There are multiple ways to implement multiprocessing and the methods shown may not work for all programs. Use these instructions as a rough guide.

  1. Modularize the Program
    Arrange the program into functions so there is one function that runs the simulation. This will make it easier to implement multiprocessing.

  2. Import the Multiprocessing Module

import multiprocessing
  1. Create a Shared Object
    An object with shared memory between the processes will be required to store any function return data. The shared object can be any data type and must be created in main. This can be done using the manager object from the multiprocessing module.

    The example below creates a list with shared data that can be accessed between all processes.

def main(inputs):
### Other Code
manager = mp.Manager() # This is case-sensitive
data = manager.list()
### Other Code
  1. Count the Number of CPU Cores This step can be skipped for those who want a specific number of processes. Otherwise, we can use this to count the optimal number of processes.
    Note: the number of CPU cores is dependent on the selection of vCPUs in MecSimCalc
def main(inputs):
### Other Code
num_cores = multiprocessing.cpu_count()
### Other Code
  1. Divide Tasks Among Each Process In the following example, the simulation is repeated num_simulations number of times.
def split_list(lst, n):
k, m = divmod(len(lst), n)
return (lst[i*k+min(i, m):(i+1)*k+min(i+1, m)] for i in range(n))

def main(inputs):
### Other Code
arr = range(num_simulations)
simulations_per_process = list(split_list(arr, num_cores))
num_processes = min(num_cores, num_simulations)
### Other Code
  1. Create the Processes
    Create processes by using a for loop to iterate over the number of processes you have determined in step 4 and 5. In this example, simulation() is the function to run the simulation and is used to create each process by setting target=simulation. simulation_args is a placeholder for any other arguments the simulation() function requires.
def main(inputs):
### Other Code
processes = []
for i in range(num_processes):
# Create the process
p = mp.Process(target=simulation, args=(simulations_per_process, simulation_args))
processes.append(p) # Add the process to the list of processes
p.start() # Starts the process
for p in processes:
p.join()
# This waits for other processes to finish executing before continuing
### Other Code

Sample Implementation of Multiprocessing

The following is a Monte Carlo Simulation of a simple dice game adapted from here.

  • Each player starts with $1000
  • When the two dices rolls the same number, the player gets 4 times their bet amount
  • If the dices do not roll the same number, the player loses their bet

The following Monte Carlo Simulation divides each simulation into max_num_rolls number of dice rolls, and repeats the simulations num_simulations times.

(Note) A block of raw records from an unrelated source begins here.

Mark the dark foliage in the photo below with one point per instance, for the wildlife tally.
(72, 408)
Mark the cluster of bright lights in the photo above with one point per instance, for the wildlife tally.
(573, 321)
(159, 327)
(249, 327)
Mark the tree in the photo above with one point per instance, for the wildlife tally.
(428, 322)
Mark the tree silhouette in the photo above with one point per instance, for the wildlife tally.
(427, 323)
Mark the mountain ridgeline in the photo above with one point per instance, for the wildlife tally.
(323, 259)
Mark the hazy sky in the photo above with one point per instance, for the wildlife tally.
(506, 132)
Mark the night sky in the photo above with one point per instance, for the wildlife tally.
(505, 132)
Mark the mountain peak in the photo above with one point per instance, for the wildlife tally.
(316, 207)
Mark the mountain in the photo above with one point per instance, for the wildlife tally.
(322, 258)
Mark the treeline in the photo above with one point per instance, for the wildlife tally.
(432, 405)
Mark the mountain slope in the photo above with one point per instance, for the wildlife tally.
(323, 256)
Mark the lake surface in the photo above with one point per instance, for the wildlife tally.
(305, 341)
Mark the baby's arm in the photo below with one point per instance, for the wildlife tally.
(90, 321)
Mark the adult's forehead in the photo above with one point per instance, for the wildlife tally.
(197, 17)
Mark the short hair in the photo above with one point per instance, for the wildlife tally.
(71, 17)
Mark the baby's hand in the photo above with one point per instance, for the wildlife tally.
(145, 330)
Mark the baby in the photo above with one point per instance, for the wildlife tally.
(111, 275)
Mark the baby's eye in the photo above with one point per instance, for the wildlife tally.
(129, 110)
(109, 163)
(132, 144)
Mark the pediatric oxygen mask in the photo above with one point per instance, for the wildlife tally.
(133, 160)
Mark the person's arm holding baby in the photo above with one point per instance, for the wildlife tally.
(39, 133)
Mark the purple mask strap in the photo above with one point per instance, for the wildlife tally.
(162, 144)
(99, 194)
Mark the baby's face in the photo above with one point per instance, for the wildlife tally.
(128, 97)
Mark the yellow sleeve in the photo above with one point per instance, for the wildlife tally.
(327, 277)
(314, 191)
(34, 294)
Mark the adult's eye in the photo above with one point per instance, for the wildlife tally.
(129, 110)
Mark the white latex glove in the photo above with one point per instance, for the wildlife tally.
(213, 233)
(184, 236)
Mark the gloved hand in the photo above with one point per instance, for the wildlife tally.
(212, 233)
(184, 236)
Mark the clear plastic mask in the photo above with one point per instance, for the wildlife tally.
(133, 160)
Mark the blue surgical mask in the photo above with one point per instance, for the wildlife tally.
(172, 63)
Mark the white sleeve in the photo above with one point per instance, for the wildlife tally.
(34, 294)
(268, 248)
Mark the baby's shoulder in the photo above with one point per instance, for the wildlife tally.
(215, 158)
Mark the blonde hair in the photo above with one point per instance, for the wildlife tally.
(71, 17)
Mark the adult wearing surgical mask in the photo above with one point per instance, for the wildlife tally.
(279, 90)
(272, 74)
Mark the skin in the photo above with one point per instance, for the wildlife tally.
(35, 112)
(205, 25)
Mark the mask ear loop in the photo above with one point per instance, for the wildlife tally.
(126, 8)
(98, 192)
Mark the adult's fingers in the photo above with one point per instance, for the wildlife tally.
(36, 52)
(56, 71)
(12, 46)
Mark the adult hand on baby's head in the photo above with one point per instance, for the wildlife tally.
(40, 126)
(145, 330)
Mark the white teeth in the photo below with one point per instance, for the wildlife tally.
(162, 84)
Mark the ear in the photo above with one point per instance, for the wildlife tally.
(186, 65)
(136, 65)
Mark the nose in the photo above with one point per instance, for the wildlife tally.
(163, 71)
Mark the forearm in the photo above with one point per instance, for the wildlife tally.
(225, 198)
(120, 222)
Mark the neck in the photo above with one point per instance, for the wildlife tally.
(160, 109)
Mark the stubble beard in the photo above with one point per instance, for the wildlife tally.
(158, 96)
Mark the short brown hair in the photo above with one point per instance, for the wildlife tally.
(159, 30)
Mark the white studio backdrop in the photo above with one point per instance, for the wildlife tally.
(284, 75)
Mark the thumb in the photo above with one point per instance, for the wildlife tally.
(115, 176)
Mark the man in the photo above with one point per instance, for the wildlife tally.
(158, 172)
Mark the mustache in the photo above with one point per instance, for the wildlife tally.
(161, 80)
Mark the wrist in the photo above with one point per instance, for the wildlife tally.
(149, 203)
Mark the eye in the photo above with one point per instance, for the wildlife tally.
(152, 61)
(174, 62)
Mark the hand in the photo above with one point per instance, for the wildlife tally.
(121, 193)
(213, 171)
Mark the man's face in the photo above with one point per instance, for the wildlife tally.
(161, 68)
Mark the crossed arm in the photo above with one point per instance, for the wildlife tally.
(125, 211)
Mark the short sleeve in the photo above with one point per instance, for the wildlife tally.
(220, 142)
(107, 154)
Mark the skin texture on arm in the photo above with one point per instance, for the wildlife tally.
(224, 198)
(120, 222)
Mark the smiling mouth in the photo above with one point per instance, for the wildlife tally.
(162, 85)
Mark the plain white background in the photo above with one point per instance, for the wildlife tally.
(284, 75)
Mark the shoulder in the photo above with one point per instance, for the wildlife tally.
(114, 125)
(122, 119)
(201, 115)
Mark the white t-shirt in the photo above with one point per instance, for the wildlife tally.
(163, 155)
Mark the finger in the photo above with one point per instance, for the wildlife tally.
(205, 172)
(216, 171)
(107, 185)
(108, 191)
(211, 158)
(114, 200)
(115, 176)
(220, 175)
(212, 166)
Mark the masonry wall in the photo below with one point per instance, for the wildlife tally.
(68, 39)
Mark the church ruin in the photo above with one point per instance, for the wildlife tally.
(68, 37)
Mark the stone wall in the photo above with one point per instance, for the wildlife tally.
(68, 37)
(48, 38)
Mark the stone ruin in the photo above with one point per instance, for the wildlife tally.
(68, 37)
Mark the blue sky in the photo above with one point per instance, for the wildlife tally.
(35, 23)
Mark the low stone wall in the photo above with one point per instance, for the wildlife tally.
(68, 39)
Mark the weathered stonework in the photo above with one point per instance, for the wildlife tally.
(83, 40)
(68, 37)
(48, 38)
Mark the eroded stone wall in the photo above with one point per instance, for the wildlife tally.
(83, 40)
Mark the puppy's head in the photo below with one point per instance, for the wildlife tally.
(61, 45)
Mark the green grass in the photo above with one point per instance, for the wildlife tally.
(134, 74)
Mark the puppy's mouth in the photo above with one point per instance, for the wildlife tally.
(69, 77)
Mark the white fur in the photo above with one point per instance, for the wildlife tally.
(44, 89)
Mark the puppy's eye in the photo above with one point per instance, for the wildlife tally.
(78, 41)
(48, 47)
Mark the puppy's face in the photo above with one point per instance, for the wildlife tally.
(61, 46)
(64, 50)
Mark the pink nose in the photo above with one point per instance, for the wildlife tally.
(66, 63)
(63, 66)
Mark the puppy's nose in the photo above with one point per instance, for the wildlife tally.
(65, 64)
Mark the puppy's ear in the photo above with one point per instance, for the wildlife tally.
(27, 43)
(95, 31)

Before Implementing Multiprocessing

import matplotlib.pyplot as plt
import random
import time
import mecsimcalc as msc

def roll_dice():
die1 = random.randint(1,6)
die2 = random.randint(1,6)

if die1==die2:
same_num = True
else:
same_num = False
return same_num

def simulate(num_simulations, max_num_rolls, bet):

win_probability = []
end_balance = []
results = []

for _ in range(num_simulations):
balance = [1000]
num_rolls = [0]
num_wins = 0

while num_rolls[-1] < max_num_rolls:

if roll_dice(): #If both dices roll the same number
balance.append(balance[-1] + 4 * bet)
num_wins += 1

else:
balance.append(balance[-1] - bet)

num_rolls.append(num_rolls[-1] + 1)

win_probability.append(num_wins/num_rolls[-1])
end_balance.append(balance[-1])
results.append([num_rolls, balance])

# Tracking variables
overall_win_probability = sum(win_probability)/len(win_probability)
overall_end_balance = sum(end_balance)/len(end_balance)

return results, overall_win_probability, overall_end_balance

def main(inputs):
start = time.time()

# Inputs
num_simulations = inputs['num_simulations']
max_num_rolls = inputs['max_num_rolls']
bet = inputs['bet']

# Simulation
results, overall_win_probability, overall_end_balance = simulate(num_simulations, max_num_rolls, bet)

# Plotting
plt.figure()
plt.title("Monte Carlo Dice Game [" + str(num_simulations) + " simulations]")
plt.xlabel("Roll Number")
plt.ylabel("Balance [$]")
plt.xlim(0, max_num_rolls)

for result in results:
num_rolls, balance = result
plt.plot(num_rolls, balance)

end = time.time()

elapsed_time = end - start

img, download = msc.print_plot(plt, download=True)

return {
"plot": img,
"download": download,
"time_taken": elapsed_time,
"win_prob": overall_win_probability,
"end_bal": overall_end_balance
}

After Implementing Multiprocessing

import matplotlib.pyplot as plt
import random
import time
import multiprocessing as mp
import mecsimcalc as msc

# Rolls the dices and checks if they are the same number
def roll_dice():
die1 = random.randint(1,6)
die2 = random.randint(1,6)

if die1==die2:
same_num = True
else:
same_num = False
return same_num

def simulate(num_simulations, max_num_rolls, bet, shared_list):

for _ in range(num_simulations):

balance = [1000]
num_rolls = [0]
num_wins = 0

while num_rolls[-1] < max_num_rolls:
if roll_dice(): #If both dices roll the same number
balance.append(balance[-1] + 4*bet)
num_wins += 1

# Result if the dice are different numbers
else:
balance.append(balance[-1] - bet)

num_rolls.append(num_rolls[-1] + 1)

# Tracking variables
win_probability = num_wins/num_rolls[-1]
end_balance = balance[-1]
shared_list.append([num_rolls, balance, win_probability, end_balance])
#Return by appending to shared list

return # Function return must be null

def split_list(lst, n):
k, m = divmod(len(lst), n)
return (lst[i*k+min(i, m):(i+1)*k+min(i+1, m)] for i in range(n))

def main(inputs):
start = time.time()

# Inputs
num_simulations = inputs['num_simulations']
max_num_rolls = inputs['max_num_rolls']
bet = inputs['bet']

# Plotting
plt.figure()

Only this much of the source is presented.